Give it a try and see. Worst case is that you fail and have to find some place else to restore it.|||betcha you got a lot of old backups eating up the drive...also betcha you use maint plans|||Are you talking about adding this as a new DB or is it a restore to replace an existing one? Is it a shared drive or DB only? Are the log files on their own volume? If not, maybe put one (or more) there to free up some space - of course use care not to disturb some production log file that's happy on some dedicated volume. If it's not an existing DB (you're actually adding a 9+ GB database), it sure seems risky to run with that little of free space even if it were to succeed, considering that will impact all the stuff already on that disk.

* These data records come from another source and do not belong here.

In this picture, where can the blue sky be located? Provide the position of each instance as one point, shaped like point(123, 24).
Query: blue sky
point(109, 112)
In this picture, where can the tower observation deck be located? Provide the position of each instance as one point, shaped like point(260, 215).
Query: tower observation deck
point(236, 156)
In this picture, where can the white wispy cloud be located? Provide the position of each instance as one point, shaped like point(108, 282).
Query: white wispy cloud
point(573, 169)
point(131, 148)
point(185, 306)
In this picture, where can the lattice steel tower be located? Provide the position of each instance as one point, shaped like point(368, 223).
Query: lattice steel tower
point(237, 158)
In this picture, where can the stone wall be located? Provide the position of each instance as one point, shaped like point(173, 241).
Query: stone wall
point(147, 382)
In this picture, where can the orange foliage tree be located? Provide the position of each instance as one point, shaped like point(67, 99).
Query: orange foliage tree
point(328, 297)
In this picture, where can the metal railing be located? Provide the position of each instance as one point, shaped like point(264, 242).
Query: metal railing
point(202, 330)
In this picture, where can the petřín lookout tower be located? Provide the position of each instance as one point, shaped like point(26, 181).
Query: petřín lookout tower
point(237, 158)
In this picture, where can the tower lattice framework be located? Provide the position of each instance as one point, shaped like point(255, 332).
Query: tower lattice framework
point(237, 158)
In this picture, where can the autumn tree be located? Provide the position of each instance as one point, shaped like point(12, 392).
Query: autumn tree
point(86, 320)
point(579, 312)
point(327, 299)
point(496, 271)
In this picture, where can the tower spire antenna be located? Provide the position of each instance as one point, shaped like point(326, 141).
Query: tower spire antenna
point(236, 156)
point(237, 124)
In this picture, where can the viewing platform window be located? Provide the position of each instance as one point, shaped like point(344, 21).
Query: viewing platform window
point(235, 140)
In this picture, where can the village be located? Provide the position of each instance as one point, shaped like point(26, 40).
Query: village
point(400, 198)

Also; suggest starting with a nicely defragged disk.

I don't know internals much so can't offer an answer to your question, but these questions do still seem relevant.|||Are you talking about adding this as a new DB or is it a restore to replace an existing one? Is it a shared drive or DB only? Are the log files on their own volume? If not, maybe put one (or more) there to free up some space - of course use care not to disturb some production log file that's happy on some dedicated volume. If it's not an existing DB (you're actually adding a 9+ GB database), it sure seems risky to run with that little of free space even if it were to succeed, considering that will impact all the stuff already on that disk. Also; suggest starting with a nicely defragged disk.

I don't know internals much so can't offer an answer to your question, but these questions do still seem relevant.

Hi, Vich:

Thanks for advise. I am restoring as a new DB. Hard drive has DB only, but data files and log files are in same hard drive. Does SQL Server calculate space before restoring, or during restoring. I worry SQL Server finds the space in not enough on the half way of restoring. That may bring server to be died. Is this corret thought.

ZYT|||Hi, Vich:

Thanks for advise. I am restoring as a new DB. Hard drive has DB only, but data files and log files are in same hard drive. Does SQL Server calculate space before restoring, or during restoring. I worry SQL Server finds the space in not enough on the half way of restoring. That may bring server to be died. Is this corret thought.

ZYT
Again; I do not know internals. I vaguely recall that the EM Restore Screen issues a "Checking for space" message while it's "thinking".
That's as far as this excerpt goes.